The latest in a line of healthy-eating initiatives during Mayor Michael Bloomberg’s administration, the beverage rule bars restaurants and many other eateries from selling high-sugar drinks in cups or containers bigger than 16 ounces. Violations could bring $200 fines; the city doesn’t plan to start imposing those until June.
The city Board of Health OK’d the measure in September. Officials cited the city’s rising obesity rate — about 24 percent of adults, up from 18 percent in 2002 — and pointed to studies linking sugary drinks to weight gain. Care for obesity-related illnesses costs more than $4.7 billion a year citywide, with government programs paying about 60 percent of that, according to city Health Commissioner Dr.

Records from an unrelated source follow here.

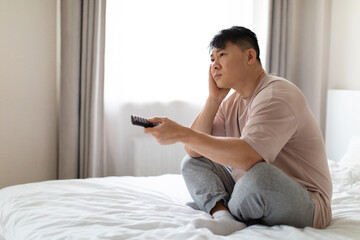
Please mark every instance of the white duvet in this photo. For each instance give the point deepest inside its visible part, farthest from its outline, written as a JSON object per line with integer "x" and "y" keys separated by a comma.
{"x": 147, "y": 208}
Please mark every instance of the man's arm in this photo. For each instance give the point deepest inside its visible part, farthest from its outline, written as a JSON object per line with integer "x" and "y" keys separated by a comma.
{"x": 204, "y": 121}
{"x": 232, "y": 152}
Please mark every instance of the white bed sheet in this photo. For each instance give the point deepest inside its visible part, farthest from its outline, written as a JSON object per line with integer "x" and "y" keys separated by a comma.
{"x": 147, "y": 208}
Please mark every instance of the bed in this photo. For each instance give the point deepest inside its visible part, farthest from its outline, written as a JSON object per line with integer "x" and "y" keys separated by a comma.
{"x": 148, "y": 208}
{"x": 154, "y": 208}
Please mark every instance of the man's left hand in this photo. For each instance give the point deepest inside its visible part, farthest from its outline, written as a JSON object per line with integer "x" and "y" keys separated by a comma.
{"x": 167, "y": 132}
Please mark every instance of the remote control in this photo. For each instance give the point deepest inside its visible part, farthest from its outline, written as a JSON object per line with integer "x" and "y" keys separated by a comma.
{"x": 140, "y": 121}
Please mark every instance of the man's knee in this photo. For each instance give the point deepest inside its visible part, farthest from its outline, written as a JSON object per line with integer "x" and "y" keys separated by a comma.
{"x": 191, "y": 163}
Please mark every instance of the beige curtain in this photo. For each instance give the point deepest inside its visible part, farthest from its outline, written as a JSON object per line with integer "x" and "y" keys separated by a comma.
{"x": 81, "y": 124}
{"x": 298, "y": 48}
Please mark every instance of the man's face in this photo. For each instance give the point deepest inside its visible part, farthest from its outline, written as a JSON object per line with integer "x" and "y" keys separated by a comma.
{"x": 228, "y": 65}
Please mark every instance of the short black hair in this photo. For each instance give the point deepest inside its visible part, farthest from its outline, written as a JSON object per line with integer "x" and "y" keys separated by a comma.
{"x": 240, "y": 36}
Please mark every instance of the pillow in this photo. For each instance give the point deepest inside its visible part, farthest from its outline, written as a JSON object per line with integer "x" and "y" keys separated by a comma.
{"x": 351, "y": 159}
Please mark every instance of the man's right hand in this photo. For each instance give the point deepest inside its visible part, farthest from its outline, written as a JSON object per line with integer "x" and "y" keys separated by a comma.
{"x": 214, "y": 90}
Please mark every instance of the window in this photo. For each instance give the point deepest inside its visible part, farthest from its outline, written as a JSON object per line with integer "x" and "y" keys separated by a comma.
{"x": 158, "y": 50}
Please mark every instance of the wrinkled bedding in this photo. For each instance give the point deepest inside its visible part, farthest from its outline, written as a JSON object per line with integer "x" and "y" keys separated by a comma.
{"x": 148, "y": 208}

Thomas Farley.
“It would be irresponsible for (the health board) not to act in the face of an epidemic of this proportion,” the city says in court papers. The National Association of Local Boards of Health and several public health scholars have backed the city’s position in filings of their own.
Opponents portray the regulation as government nagging that turns sugary drinks into a scapegoat when many factors are at play in the nation’s growing girth.

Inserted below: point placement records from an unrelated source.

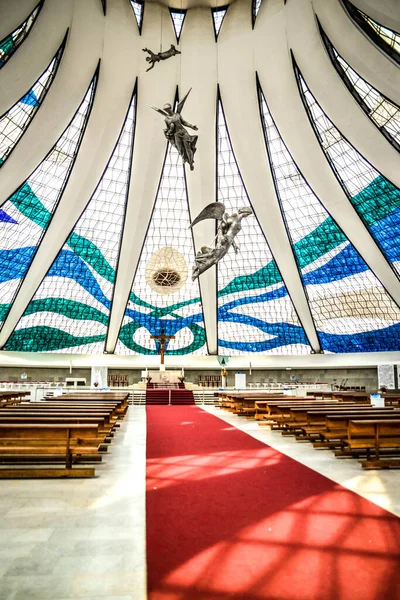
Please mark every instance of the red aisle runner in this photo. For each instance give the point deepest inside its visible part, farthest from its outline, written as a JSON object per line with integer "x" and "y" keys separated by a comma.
{"x": 229, "y": 517}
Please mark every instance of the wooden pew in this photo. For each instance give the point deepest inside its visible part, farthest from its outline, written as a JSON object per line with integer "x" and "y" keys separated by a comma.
{"x": 39, "y": 439}
{"x": 375, "y": 435}
{"x": 11, "y": 397}
{"x": 277, "y": 411}
{"x": 391, "y": 399}
{"x": 334, "y": 430}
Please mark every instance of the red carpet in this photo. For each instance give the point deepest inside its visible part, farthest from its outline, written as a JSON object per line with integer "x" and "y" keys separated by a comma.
{"x": 229, "y": 517}
{"x": 178, "y": 395}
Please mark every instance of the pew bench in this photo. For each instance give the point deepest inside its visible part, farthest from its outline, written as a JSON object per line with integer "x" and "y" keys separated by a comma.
{"x": 40, "y": 440}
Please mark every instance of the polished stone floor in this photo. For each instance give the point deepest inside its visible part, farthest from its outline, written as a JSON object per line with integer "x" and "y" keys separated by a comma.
{"x": 82, "y": 538}
{"x": 86, "y": 538}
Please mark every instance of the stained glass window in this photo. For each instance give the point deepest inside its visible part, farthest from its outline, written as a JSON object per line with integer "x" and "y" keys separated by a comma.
{"x": 218, "y": 17}
{"x": 29, "y": 210}
{"x": 164, "y": 298}
{"x": 387, "y": 39}
{"x": 138, "y": 8}
{"x": 375, "y": 199}
{"x": 350, "y": 307}
{"x": 70, "y": 310}
{"x": 15, "y": 121}
{"x": 178, "y": 17}
{"x": 255, "y": 312}
{"x": 382, "y": 111}
{"x": 11, "y": 42}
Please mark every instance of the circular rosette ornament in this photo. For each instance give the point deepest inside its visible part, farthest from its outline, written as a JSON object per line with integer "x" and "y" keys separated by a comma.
{"x": 166, "y": 271}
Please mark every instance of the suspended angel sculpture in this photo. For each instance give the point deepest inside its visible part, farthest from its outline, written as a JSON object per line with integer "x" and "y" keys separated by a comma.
{"x": 228, "y": 228}
{"x": 176, "y": 133}
{"x": 153, "y": 57}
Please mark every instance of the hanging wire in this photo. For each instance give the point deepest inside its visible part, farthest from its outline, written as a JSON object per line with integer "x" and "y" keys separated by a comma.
{"x": 161, "y": 24}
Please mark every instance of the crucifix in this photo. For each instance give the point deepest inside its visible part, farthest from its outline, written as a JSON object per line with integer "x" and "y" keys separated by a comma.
{"x": 163, "y": 340}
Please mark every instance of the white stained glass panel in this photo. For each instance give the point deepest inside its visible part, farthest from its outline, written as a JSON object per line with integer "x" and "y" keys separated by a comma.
{"x": 15, "y": 122}
{"x": 78, "y": 299}
{"x": 27, "y": 213}
{"x": 168, "y": 252}
{"x": 249, "y": 283}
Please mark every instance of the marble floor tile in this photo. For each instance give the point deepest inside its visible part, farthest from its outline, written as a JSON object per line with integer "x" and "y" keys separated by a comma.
{"x": 380, "y": 486}
{"x": 82, "y": 538}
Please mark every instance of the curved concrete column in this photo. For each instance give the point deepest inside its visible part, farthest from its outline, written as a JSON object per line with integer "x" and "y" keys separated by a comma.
{"x": 275, "y": 69}
{"x": 155, "y": 88}
{"x": 356, "y": 48}
{"x": 83, "y": 49}
{"x": 199, "y": 71}
{"x": 333, "y": 96}
{"x": 238, "y": 90}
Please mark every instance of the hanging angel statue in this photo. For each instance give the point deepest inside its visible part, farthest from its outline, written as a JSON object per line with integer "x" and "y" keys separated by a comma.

The American Beverage Association and other groups, including movie theater owners and Korean grocers, sued. They argue that the first-of-its-kind restriction should have gone before the elected City Council instead of being approved by the Bloomberg-appointed health board.
1 2 Next page »







ole. if you, thought Sean`s st0ry is impossible, yesterday I bought a brand new Jaguar E-type after bringing in $5727 this – 5 weeks past and even more than 10/k lass-month. without a doubt it is the easiest-job Ive ever done. I started this five months/ago and pretty much straight away started making a cool more than $82 per-hour. I went to this website……. BIT40.ℂOℳ
It’s a sad day when a chapter of the NAACP feels it needs to be an advocate for the soda and beverage industry. African Americans are suffering from high rates of obesity, diabetes and heart problems clearly linked to high intake of sugar. Mayor Bloomberg’s actions should be seen as an awareness campaign, not a ban on your soda choice. He did not ban sodas, all he is doing is attempting to make you alert to the amount of sugar contained in sodas.
The same group of people who feel the Mayor’s actions represent government meddling are the same folks who seek and will seek government assistance for the health problems created from their high sugar consumption.
A better role for the NAACP would be to sponsor an awareness campaign on the devasting effects of over sugar consumption in the African American and Hispanic community.